Hey, I'm actually in front of my anatomy book trying to finish my last bits of Pericardium & Heart topic yet my menses is giving me mixed up feels and gloom so I decided to write instead.
Breaking up from a very long relationship is certainly something traumatic, last night you're both so in love and happy and tonight whenever you bump into each other, the first thing you wanna do is take a gun and shoot your ex right in the head. At least I do. Its hard for you to trust guys again, and all you do is make fun of love, not believing on happy endings and you became cold hearted, nothing makes you cry no more and nothing flatters you. You have this so much hatred in your heart. Your guards are up, cause all you do is trying to protect your heart from being hurt again. Hm, I say, putting your guards up will definitely not gonna break your heart but it sure doesn't make you happy either. You're just left alone between being happy and gleeful or being sad and miserable. You just went numb.
But you know, break ups are painful but sometimes all you need is a temporary heart breaks than a permanent one. One of the many reason how I went through the break up dengan jayanya is certainly cause of the fear of getting hurt and hurting someone. Of course with a lot of distractions and maturity in dealing with it all along.

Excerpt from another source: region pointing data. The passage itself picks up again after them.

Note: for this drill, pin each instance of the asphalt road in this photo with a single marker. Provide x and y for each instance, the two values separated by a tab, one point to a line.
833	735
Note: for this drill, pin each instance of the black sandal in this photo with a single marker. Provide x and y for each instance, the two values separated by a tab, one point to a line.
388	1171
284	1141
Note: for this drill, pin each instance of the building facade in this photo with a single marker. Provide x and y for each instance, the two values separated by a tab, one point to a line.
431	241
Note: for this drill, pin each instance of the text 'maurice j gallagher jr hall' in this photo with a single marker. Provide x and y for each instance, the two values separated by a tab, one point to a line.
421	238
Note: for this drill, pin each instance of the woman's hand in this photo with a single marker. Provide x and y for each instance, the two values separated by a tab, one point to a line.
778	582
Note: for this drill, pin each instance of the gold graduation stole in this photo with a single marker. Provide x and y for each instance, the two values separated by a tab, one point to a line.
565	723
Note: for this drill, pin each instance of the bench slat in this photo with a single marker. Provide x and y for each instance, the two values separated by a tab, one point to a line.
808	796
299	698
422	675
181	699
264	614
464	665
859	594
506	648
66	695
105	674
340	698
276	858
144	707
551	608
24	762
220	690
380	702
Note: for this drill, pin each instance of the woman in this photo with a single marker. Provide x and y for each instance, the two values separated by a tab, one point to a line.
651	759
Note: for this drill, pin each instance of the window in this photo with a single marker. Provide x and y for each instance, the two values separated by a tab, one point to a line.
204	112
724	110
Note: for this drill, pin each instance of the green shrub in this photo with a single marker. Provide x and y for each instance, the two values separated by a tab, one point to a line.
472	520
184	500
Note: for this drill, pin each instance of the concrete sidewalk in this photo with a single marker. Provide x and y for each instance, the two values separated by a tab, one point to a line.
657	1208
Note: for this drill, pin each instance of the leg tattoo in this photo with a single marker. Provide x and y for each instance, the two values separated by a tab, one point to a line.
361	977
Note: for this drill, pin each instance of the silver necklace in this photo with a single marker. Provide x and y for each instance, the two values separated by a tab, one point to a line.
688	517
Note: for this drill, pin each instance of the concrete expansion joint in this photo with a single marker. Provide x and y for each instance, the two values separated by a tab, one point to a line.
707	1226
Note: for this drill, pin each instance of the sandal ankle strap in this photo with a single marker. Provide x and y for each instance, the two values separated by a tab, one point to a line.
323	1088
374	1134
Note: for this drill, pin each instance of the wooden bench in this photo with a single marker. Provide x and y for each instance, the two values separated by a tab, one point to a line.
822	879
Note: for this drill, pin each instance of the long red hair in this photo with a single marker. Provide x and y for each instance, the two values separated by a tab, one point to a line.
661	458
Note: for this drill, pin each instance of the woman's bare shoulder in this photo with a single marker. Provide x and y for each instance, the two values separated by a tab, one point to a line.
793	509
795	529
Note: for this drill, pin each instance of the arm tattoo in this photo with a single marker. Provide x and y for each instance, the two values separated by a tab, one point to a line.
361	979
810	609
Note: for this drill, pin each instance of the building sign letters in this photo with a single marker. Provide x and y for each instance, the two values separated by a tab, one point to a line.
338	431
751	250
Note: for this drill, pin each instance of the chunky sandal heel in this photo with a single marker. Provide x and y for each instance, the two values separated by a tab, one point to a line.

Rebound, people say finding someone else to accompany you through that so called mourning period will in a way helps you to go through it. I say, you are not gonna be happy unless you know how to make yourself happy on your own. Depending on people to make me happy is a no, one of the major lesson I got from my past relationship. See, when I love someone, I love him good. In some ways my past relationship has turned me into a dependent girl, its hard for me to be happy on my own. When my relationship is in good terms, higher chances you'll be seeing a sweet smile carved on my face, if not, expects a frown all day. This is not entirely true though, cause I'm rather a happy go lucky kind of person, in some extend it is. Rebound girl/guy on post break ups is a definite No. You're not gonna break someone's heart after you just broke one right? Have a heart people.
Well what am I ranting on and on without going anywhere. Just bits of the lessons I learn from my past, and that's it. Nothing much. Hm k bye.